Sea ice loss also drastically reduces the food available to the Polar Bear, including their main prey, ice seals. In spring of 2006, scientists located the bodies of several bears that had starved to death. Reduced food availability due to global warming has also resulted in Polar Bear cannibalism off the north coast of Alaska and Canada.
"The United States has failed to lead the world in tackling global warming. With under five percent of the world's people, we generate more than 20 percent of the global warming pollution,” said Kert Davies, Greenpeace research director. “We must start cutting greenhouse gas emissions or the Polar Bear will be pushed to the brink of extinction within our lifetime."
The United States is the largest emitter of the heat-trapping pollution that causes global warming, primarily carbon dioxide emissions from cars and trucks and power plants. States like California have taken action to cut global warming pollution, but Washington has yet to act.
"Sand in the hourglass is running out for Polar Bears," said Rep. Jay Inslee, D-Wash., "Congress needs to take bold steps to reduce global warming pollution before time runs out for this and other species."
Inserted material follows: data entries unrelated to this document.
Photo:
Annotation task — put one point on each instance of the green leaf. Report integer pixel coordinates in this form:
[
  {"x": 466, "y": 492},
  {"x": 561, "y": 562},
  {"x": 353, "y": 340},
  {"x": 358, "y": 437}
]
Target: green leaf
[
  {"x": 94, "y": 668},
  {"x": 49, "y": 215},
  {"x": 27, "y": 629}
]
The conservation organizations Center for Biological Diversity, NRDC, and Greenpeace sued the Bush administration in December 2005, because the government had ignored a petition to protect the Polar Bear. In response, the USF&WS completed the required first “90-day finding” in February 2006, and found that protection of Polar Bears “may be warranted,” and commenced a full status review of the species. The proposed listing is the result of that scientific study.
Before the proposed rule can be finalized, it will be subject to another round of public comments. To date, the government has received more than 200,000 comments in support of listing the Polar Bear, including letters from eminent Polar Bear experts, climate scientists, and more than 35 members of Congress.
The Natural Resources Defense Council is a national, nonprofit organization of scientists, lawyers and environmental specialists dedicated to protecting public health and the environment. Founded in 1970, NRDC has 1.2 million members and online activists nationwide, served from offices in New York, Washington, Los Angeles and San Francisco.
The Center for Biological Diversity is a national non-profit conservation organization with more than 25,000 members dedicated to the protection of imperiled species and their habitats.
Greenpeace is a non-profit corporation with 2.7 million members worldwide that uses peaceful protest and creative communication to expose global environmental problems and promote solutions for the future.